Pretty, isn’t it? And not so complicated. Our `zero` is now a `NaturalTransformation`(instead of a `Function`) from `Id`(instead of an `Unit`) to `F[_]`. Our combine is also a `NaturalTransformation` from `F[F[_]]` to `F[_]`. And one more thing, we need an evidence, that `F[_]` is a `Functor` so we have this little function called `functor`. Maybe a little example of defining such a magnificent beeing?

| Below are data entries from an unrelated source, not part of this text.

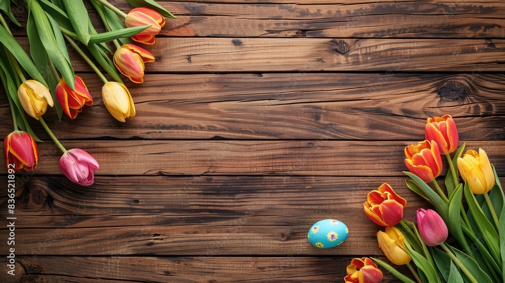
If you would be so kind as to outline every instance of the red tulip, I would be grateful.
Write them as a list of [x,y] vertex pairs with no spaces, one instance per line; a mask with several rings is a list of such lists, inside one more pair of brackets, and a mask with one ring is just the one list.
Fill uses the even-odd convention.
[[134,40],[145,44],[155,43],[155,35],[165,26],[165,17],[156,11],[145,7],[135,8],[130,11],[125,19],[128,27],[151,26],[131,37]]
[[[14,131],[4,140],[4,156],[7,168],[18,172],[31,171],[37,167],[38,148],[33,137],[23,131]],[[9,164],[14,164],[14,168]]]
[[448,115],[428,118],[424,128],[424,136],[427,140],[436,142],[441,154],[454,152],[460,142],[456,124]]
[[344,278],[346,283],[379,283],[382,280],[382,272],[367,257],[352,259],[347,273]]
[[417,226],[423,242],[430,247],[438,246],[447,239],[447,225],[442,217],[434,210],[423,208],[416,212]]
[[405,148],[405,166],[409,171],[426,182],[442,173],[442,158],[434,141],[421,142]]
[[365,214],[377,225],[392,226],[401,220],[407,204],[405,199],[396,195],[391,186],[385,183],[368,194],[364,209]]
[[114,53],[116,68],[133,82],[144,81],[144,63],[154,62],[152,54],[134,44],[124,44]]
[[59,165],[69,180],[85,186],[93,183],[94,170],[100,168],[92,156],[80,149],[72,149],[64,153]]
[[56,99],[63,109],[63,112],[70,119],[77,117],[77,114],[82,111],[84,105],[93,104],[93,98],[88,91],[82,79],[75,76],[75,87],[72,90],[62,78],[56,86]]

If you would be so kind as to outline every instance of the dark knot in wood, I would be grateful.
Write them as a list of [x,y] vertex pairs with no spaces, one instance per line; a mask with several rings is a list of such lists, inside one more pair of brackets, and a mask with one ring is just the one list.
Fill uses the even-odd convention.
[[330,52],[340,55],[347,54],[349,52],[349,44],[342,39],[332,39],[330,40]]
[[468,95],[468,91],[465,85],[453,80],[445,82],[438,88],[437,93],[444,100],[449,101],[464,99]]

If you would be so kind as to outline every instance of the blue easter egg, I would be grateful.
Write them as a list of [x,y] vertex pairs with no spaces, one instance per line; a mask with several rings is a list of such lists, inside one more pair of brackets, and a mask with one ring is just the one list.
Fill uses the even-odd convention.
[[307,238],[314,247],[328,249],[343,243],[348,234],[349,229],[341,221],[325,219],[316,222],[311,227]]

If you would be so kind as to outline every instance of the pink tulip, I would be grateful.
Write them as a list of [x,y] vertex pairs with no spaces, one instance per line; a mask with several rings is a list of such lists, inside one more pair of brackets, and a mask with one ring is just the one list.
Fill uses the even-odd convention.
[[434,247],[445,241],[448,234],[447,226],[436,212],[420,208],[417,210],[416,216],[419,234],[425,244]]
[[94,170],[100,168],[93,157],[80,149],[72,149],[64,153],[59,165],[69,180],[85,186],[93,183]]

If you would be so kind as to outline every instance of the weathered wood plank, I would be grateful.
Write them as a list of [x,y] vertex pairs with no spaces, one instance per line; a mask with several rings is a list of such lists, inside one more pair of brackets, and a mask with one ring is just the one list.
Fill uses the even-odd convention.
[[[3,282],[340,282],[350,261],[348,257],[23,256],[16,259],[19,260],[16,275],[2,272]],[[5,257],[0,260],[4,266],[5,261]],[[390,273],[383,271],[383,282],[396,281]]]
[[[405,219],[414,221],[427,203],[406,179],[112,177],[82,187],[63,177],[32,177],[18,184],[16,254],[380,254],[370,244],[380,227],[363,203],[387,182],[408,200]],[[338,249],[307,242],[311,226],[326,218],[349,227]]]
[[[505,71],[503,39],[164,37],[146,49],[150,73]],[[91,71],[70,57],[76,72]]]
[[[426,119],[445,114],[462,139],[505,136],[503,75],[147,75],[141,85],[128,84],[137,115],[124,123],[106,109],[96,75],[81,76],[94,106],[62,123],[48,110],[45,120],[59,138],[422,139]],[[0,96],[2,136],[12,130],[7,105]]]
[[[464,140],[460,142],[461,144]],[[269,175],[401,176],[404,148],[417,141],[84,140],[65,141],[100,164],[99,175]],[[505,141],[468,141],[486,150],[498,173],[505,173]],[[39,145],[37,174],[61,174],[61,152]],[[2,173],[6,169],[2,167]]]

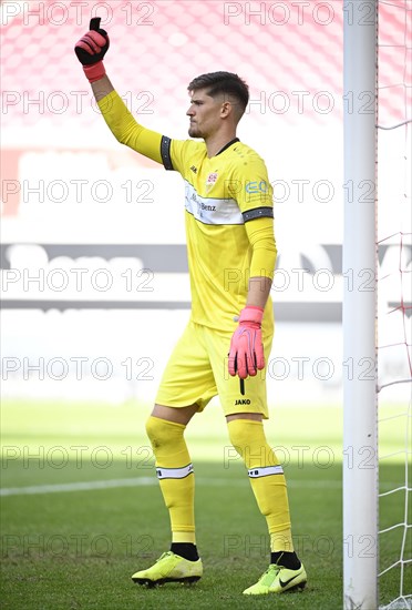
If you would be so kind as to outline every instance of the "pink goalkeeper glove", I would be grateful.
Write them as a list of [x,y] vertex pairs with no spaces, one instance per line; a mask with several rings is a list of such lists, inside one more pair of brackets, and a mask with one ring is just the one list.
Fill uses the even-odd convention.
[[110,47],[110,40],[107,32],[100,27],[100,17],[91,19],[89,32],[74,47],[90,82],[99,81],[106,73],[102,60]]
[[233,334],[229,352],[229,374],[240,379],[254,377],[265,368],[264,345],[261,343],[261,321],[264,309],[248,306],[241,309],[239,326]]

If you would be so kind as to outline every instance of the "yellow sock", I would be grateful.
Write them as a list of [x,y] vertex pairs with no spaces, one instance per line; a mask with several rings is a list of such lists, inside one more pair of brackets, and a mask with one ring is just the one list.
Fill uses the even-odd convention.
[[153,416],[146,423],[157,477],[171,517],[172,542],[195,545],[195,475],[184,438],[185,428],[183,424]]
[[266,517],[270,550],[292,551],[288,492],[284,469],[269,447],[264,425],[254,419],[233,419],[229,437],[248,469],[260,512]]

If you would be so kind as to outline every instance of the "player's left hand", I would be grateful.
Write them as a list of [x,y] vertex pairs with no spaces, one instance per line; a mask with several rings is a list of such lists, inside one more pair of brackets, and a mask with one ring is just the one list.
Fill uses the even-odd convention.
[[265,368],[265,353],[261,342],[264,309],[248,306],[241,309],[239,325],[233,334],[229,352],[229,374],[246,379],[255,377]]

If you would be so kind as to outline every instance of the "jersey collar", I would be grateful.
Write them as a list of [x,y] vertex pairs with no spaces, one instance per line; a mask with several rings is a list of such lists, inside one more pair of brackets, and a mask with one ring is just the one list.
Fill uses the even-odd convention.
[[224,151],[226,151],[226,149],[228,149],[229,146],[231,146],[231,144],[235,144],[235,142],[240,142],[240,140],[238,138],[234,138],[233,140],[230,140],[230,142],[228,142],[227,144],[224,145],[223,149],[219,150],[219,152],[217,152],[215,154],[215,156],[217,156],[218,154],[223,153]]

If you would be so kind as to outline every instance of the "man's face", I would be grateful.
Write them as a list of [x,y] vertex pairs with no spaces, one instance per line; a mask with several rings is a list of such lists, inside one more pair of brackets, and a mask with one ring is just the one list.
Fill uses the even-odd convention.
[[190,91],[190,105],[186,112],[190,119],[188,134],[190,138],[207,139],[220,126],[220,95],[215,99],[207,95],[205,89]]

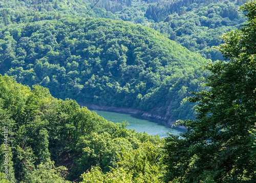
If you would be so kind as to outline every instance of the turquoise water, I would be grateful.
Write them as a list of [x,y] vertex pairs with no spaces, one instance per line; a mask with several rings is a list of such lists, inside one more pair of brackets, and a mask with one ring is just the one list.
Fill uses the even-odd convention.
[[121,123],[126,121],[129,123],[127,128],[135,129],[136,132],[144,132],[150,135],[158,134],[160,138],[168,136],[166,134],[170,133],[178,134],[185,131],[186,130],[178,127],[170,127],[164,125],[165,122],[155,120],[145,119],[140,116],[122,113],[94,110],[98,115],[102,116],[106,120],[114,123]]

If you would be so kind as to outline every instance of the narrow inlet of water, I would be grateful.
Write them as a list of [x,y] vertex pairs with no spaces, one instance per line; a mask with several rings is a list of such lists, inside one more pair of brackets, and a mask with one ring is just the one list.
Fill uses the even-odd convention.
[[118,113],[102,110],[94,110],[98,115],[102,116],[109,121],[114,123],[122,123],[126,121],[129,123],[127,129],[135,129],[138,132],[144,131],[150,135],[158,134],[160,138],[167,137],[166,133],[178,134],[186,131],[179,127],[171,127],[165,125],[165,122],[156,119],[142,118],[139,115]]

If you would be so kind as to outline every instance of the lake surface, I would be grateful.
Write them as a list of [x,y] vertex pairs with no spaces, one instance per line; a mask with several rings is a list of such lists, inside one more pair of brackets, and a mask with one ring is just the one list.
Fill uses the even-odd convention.
[[136,132],[145,131],[150,135],[158,134],[160,138],[167,137],[166,132],[178,134],[186,130],[179,127],[168,127],[164,124],[165,122],[155,119],[145,119],[139,115],[117,113],[101,110],[94,110],[98,115],[102,116],[104,119],[114,123],[122,123],[126,121],[129,123],[127,129],[135,129]]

``````object OptionMonoid extends MonoidInCategoryOfEndofunctors[Option] {
override def zero: Id ~~> Option = new NaturalTransformation[Id, Option]{
def apply[T](id: Id[T]): Option[T] = Some(id.value)
}

override def combine: Compose[Option,Option]#Out ~~> Option =
new NaturalTransformation[Compose[Option,Option]#Out, Option]{
def apply[T](opt: Option[Option[T]]): Option[T] = opt.flatten
}

override def functor: Functor[Option] = new Functor[Option] {
override def fmap[A, B](f: (A) => B): (Option[A]) => Option[B] = {
case Some(x) => Some(f(x))
case None => None
}
}
}
``````

Now, when we have dealt with right side of the equasion, lets got back to the left side. Here is a definition of `Monad`:

``````trait Monad[M[_]] {
def unit[T](v: T): M[T]
def bind[T, U](m: M[T], f: T => M[U]): M[U]
}
``````

And some example:

``````object OptionMonad extends Monad[Option] {
override def unit[T](v: T): Option[T] = Some(v)
override def bind[T, U](m: Option[T], f: (T) => Option[U]): Option[U] = m.flatMap(f)
}
``````

## The Proof

If the Definition is true, as the math guys say, we should be able to define following functions:

``````def fromMonoidToMonad[M[_]](monoid: MonoidInCategoryOfEndofunctors[M]): Monad[M]
``````

and in fact we are! Here is the first one:

``````def fromMonoidToMonad[M[_]](monoid: MonoidInCategoryOfEndofunctors[M]): Monad[M] = {
override def unit[A](v: A): M[A] = monoid.zero(Id(v))
override def bind[A, B](m: M[A], f: (A) => M[B]): M[B] = monoid.combine(monoid.functor.fmap(f)(m))
}
}
``````

Pretty short and in fact rather simple. To put value of type `A` inside `M[A]` it’s enough to put it inside `Id` and tranform it with `monoid.zero`. To bind value `m` of type `M[A]` with function `f` from `A` to `M[B]` we can lift `f` with `monoid.functor.fmap` so now it is `M[A] => M[M[B]]`. Then we apply it with `m` and flatten with `monoid.combine`. No magic attached. And the second one, a bit longer I’ve to admit:

``````def fromMonadToMonoid[M[_]](monad: Monad[M]): MonoidInCategoryOfEndofunctors[M] = {
new MonoidInCategoryOfEndofunctors[M] {
override def zero: Id ~~> M = new (Id ~~> M) {
override def apply[A](a: Id[A]): M[A] = monad.unit(a.value)
}

override def combine: Compose[M, M]#Out ~~> M = new (Compose[M, M]#Out ~~> M) {
override def apply[A](m: M[M[A]]): M[A] = monad.bind(m, identity[M[A]])
}

override def functor: Functor[M] = new Functor[M] {
override def fmap[A, B](f: (A) => B): (M[A]) => M[B] = (m: M[A]) => {
}
}
}
}
``````

Few words of explaination. To transform `a`, instance of `Id[A]`, into instance of `M[A]` we just lift the content of `Id` with `monad.unit`. To flatten(combine) `M[M[A]]` it is enough to bind it with identity functions. To create a `Functor` instance, we define `fmap` as function that binds it argument with function that is composition of `f` and `monad.unit`.

### The summary

I hope this article was clear enough, and know you understand what this incomprehensible Definition means. Sadly, I don’t have any formal education in field of category theory, but I hope there are no obvious errors. Because all the code attached compiles, I may be sure that the proof is correct as long as defined types are correct.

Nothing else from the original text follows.